STANLEY FYLES was in no easy mood. He had passed through a particularly bad time as a result of the Buffalo Coulee affair. He knew it was failure. And failure hurt him as nothing else in the world could hurt.
From the moment of his first meeting with Annette on the night trail he had apprehended disaster. It had truly enough been only vague apprehension. But that simply made it all the worse. From his point of view disaster had certainly supervened. And his one thought now was to get back on the ill fortune of it all by doing what was possible to remedy it.
As he made his way towards the troop stables his eyes were shining with the light of battle.
He had spent an hour at the Orderly Room with Superintendent Croisette, and another half-hour with his sergeant-major. Now, at last, he was free to pursue the course upon which he had finally decided.
His mare was standing saddled and bridled at the entrance to the stables. A trooper was putting a finishing touch to the mud-brown creature’s toilet. Fyles glanced quickly round her. He felt the cinches of the saddle. He examined the heavy bits in her mouth. And, the while, the creature restlessly pawed the snow and snatched for freedom.
Fyles turned up his collar and pulled on his fur mitts. The next moment he was in the saddle. The trooper clapped the dancing mare over the quarters, by way of friendly parting, and the eager creature leaped forward in one of those cat-jumps by which the broncho so dearly loves to express its satisfaction.
Fyles moved out on to the barrack square and passed down towards the sergeant-major’s quarters to report departure.
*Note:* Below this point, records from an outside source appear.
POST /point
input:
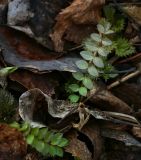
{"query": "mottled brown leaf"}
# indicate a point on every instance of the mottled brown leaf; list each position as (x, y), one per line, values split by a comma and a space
(21, 51)
(37, 107)
(106, 101)
(77, 147)
(136, 132)
(92, 131)
(121, 136)
(79, 12)
(45, 82)
(129, 93)
(12, 144)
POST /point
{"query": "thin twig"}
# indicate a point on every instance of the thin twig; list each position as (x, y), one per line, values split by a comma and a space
(124, 79)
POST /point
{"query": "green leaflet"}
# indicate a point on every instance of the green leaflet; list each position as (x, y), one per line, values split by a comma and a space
(44, 141)
(83, 91)
(74, 98)
(82, 64)
(87, 82)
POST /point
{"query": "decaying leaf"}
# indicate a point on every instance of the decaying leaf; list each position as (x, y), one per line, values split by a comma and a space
(35, 107)
(23, 52)
(114, 117)
(121, 136)
(136, 132)
(24, 15)
(106, 101)
(92, 131)
(3, 11)
(18, 12)
(129, 93)
(77, 147)
(79, 12)
(12, 144)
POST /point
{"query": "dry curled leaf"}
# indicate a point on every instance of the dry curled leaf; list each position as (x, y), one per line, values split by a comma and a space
(23, 52)
(106, 101)
(12, 144)
(121, 136)
(45, 82)
(79, 12)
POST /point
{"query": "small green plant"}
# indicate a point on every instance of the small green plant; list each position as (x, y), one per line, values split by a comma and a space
(45, 141)
(94, 63)
(7, 106)
(7, 70)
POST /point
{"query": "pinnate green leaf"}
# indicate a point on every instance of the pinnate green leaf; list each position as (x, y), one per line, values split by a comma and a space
(87, 82)
(86, 55)
(74, 87)
(91, 47)
(45, 150)
(82, 64)
(78, 76)
(59, 151)
(49, 135)
(96, 37)
(102, 52)
(74, 98)
(64, 142)
(93, 71)
(42, 132)
(39, 145)
(7, 70)
(98, 62)
(106, 42)
(24, 127)
(83, 91)
(57, 138)
(100, 28)
(30, 139)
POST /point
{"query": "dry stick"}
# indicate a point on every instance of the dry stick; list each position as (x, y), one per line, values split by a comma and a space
(116, 83)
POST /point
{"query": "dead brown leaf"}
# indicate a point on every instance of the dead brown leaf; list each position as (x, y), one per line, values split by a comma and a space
(92, 131)
(45, 82)
(38, 108)
(129, 93)
(136, 132)
(76, 147)
(121, 136)
(79, 12)
(12, 144)
(106, 101)
(21, 51)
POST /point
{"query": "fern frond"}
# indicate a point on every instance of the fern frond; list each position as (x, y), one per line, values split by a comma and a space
(123, 47)
(7, 105)
(47, 142)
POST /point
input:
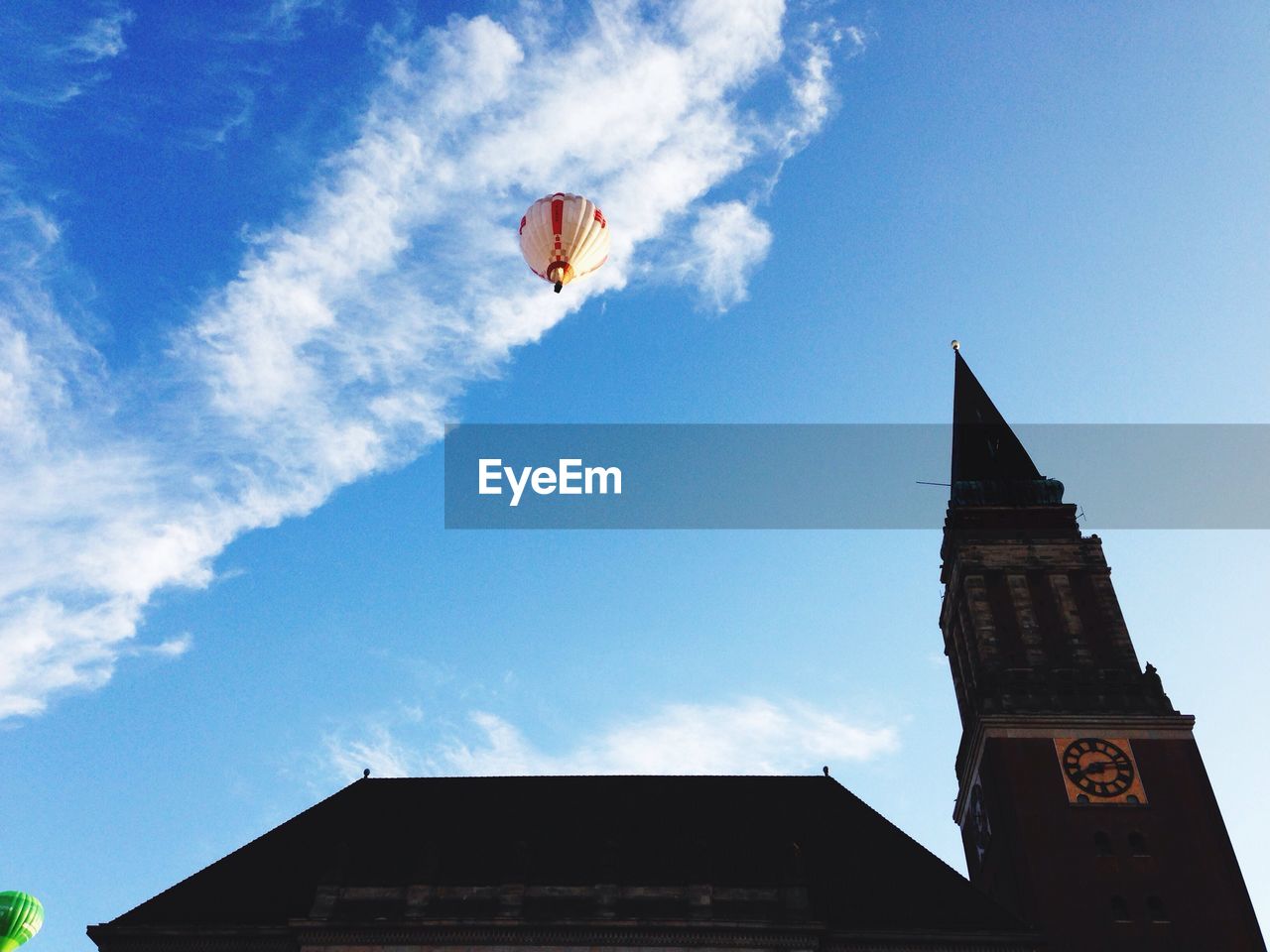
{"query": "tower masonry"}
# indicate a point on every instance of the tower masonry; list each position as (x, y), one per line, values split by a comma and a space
(1082, 800)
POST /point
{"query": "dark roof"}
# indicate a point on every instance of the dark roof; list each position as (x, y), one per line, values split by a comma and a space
(860, 871)
(983, 444)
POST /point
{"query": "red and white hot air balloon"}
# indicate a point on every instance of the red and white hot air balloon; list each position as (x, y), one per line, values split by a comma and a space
(563, 238)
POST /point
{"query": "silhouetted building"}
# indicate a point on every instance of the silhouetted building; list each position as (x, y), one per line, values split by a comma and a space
(1082, 798)
(1087, 819)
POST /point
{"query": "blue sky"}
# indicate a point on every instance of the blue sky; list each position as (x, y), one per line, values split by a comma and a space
(254, 255)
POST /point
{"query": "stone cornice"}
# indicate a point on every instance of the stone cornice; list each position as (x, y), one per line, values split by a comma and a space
(303, 936)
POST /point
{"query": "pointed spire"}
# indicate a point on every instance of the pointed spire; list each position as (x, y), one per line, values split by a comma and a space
(989, 465)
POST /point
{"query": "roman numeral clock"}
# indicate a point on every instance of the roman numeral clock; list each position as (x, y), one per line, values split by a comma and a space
(1098, 771)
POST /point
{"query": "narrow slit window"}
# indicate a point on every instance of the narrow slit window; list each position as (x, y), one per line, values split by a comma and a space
(1101, 843)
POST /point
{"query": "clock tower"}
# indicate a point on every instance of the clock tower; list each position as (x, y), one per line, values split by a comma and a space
(1082, 798)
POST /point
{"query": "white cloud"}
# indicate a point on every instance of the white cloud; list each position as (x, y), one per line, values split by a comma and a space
(336, 348)
(728, 243)
(102, 39)
(58, 70)
(749, 737)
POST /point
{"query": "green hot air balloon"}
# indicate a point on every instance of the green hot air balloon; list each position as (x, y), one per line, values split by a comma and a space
(21, 918)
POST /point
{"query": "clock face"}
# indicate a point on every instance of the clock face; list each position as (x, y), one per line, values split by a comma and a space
(1097, 767)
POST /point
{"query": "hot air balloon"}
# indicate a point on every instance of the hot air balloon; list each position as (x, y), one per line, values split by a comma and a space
(563, 238)
(21, 918)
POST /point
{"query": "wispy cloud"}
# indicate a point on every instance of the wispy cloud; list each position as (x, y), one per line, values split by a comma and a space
(345, 333)
(728, 243)
(102, 39)
(752, 737)
(49, 71)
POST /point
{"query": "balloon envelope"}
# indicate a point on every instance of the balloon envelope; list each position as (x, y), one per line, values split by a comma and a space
(564, 236)
(21, 918)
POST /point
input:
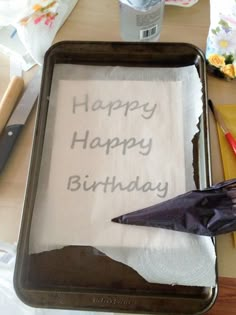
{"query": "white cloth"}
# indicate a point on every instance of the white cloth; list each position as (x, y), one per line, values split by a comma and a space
(36, 22)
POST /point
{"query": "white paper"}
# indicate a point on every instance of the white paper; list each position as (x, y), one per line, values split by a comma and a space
(148, 150)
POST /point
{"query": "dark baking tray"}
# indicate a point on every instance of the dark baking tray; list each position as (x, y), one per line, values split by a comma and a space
(80, 277)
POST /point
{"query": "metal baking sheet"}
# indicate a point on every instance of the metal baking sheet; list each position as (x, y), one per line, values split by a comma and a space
(60, 278)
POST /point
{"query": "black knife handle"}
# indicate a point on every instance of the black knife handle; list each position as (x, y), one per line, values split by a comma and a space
(7, 141)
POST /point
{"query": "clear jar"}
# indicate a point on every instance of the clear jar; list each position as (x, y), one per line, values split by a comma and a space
(141, 20)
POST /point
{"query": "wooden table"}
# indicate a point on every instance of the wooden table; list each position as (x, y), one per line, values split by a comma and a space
(99, 20)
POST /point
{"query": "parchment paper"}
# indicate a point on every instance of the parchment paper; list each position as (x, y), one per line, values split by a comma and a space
(119, 139)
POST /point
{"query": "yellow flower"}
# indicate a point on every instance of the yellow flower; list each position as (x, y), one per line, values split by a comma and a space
(229, 70)
(216, 60)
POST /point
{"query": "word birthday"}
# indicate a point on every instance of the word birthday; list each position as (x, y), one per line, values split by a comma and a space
(147, 110)
(111, 184)
(144, 146)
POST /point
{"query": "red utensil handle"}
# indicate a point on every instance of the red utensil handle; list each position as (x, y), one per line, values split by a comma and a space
(231, 141)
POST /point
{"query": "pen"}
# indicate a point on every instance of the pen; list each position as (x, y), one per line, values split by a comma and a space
(228, 135)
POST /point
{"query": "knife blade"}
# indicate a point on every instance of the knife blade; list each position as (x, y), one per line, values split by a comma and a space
(18, 119)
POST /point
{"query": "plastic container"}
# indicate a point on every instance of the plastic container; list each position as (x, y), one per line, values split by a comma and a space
(141, 20)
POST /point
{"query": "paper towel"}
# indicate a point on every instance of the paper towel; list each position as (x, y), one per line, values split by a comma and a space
(59, 219)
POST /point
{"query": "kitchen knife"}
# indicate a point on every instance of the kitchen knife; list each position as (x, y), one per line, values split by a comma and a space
(18, 119)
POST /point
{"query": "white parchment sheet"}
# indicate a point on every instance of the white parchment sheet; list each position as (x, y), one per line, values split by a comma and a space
(119, 139)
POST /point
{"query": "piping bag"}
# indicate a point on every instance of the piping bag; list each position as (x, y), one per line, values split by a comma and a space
(209, 212)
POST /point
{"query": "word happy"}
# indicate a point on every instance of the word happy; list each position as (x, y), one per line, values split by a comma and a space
(147, 110)
(143, 145)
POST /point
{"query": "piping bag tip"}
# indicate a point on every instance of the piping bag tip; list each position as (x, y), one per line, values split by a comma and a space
(117, 220)
(208, 212)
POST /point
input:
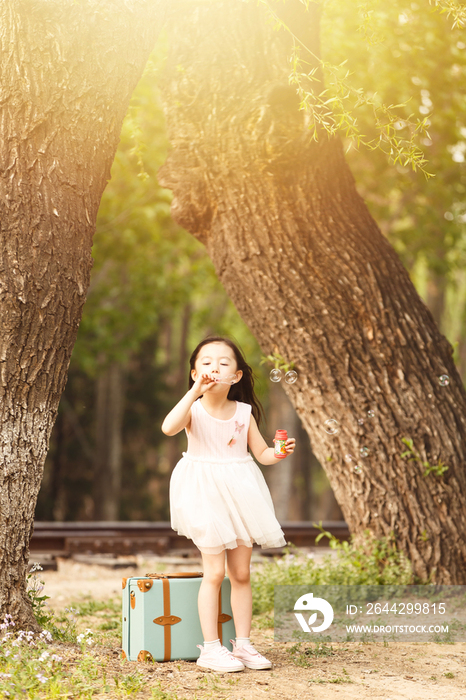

It was the final act of official procedure.
As the mare ambled over the hard-beaten snow Fyles had a full view of the barrack square, right down to the front gate on the far side, where stood the guardroom. It was the latter in which he found interest. Two saddle horses were standing there, near to the barrack gate, beyond the sentry’s beat.
They were long-tailed, lean, tough-looking prairie horses, with none of the sleekness of the mare under him. The man in charge of them had their reins linked over his arm, and was smoking a cigarette.
It required no second glance for Fyles to recognize the figure of the Wolf. Besides, he knew the man had already been waiting with his charges for some time. And of the object of that waiting he was fully aware.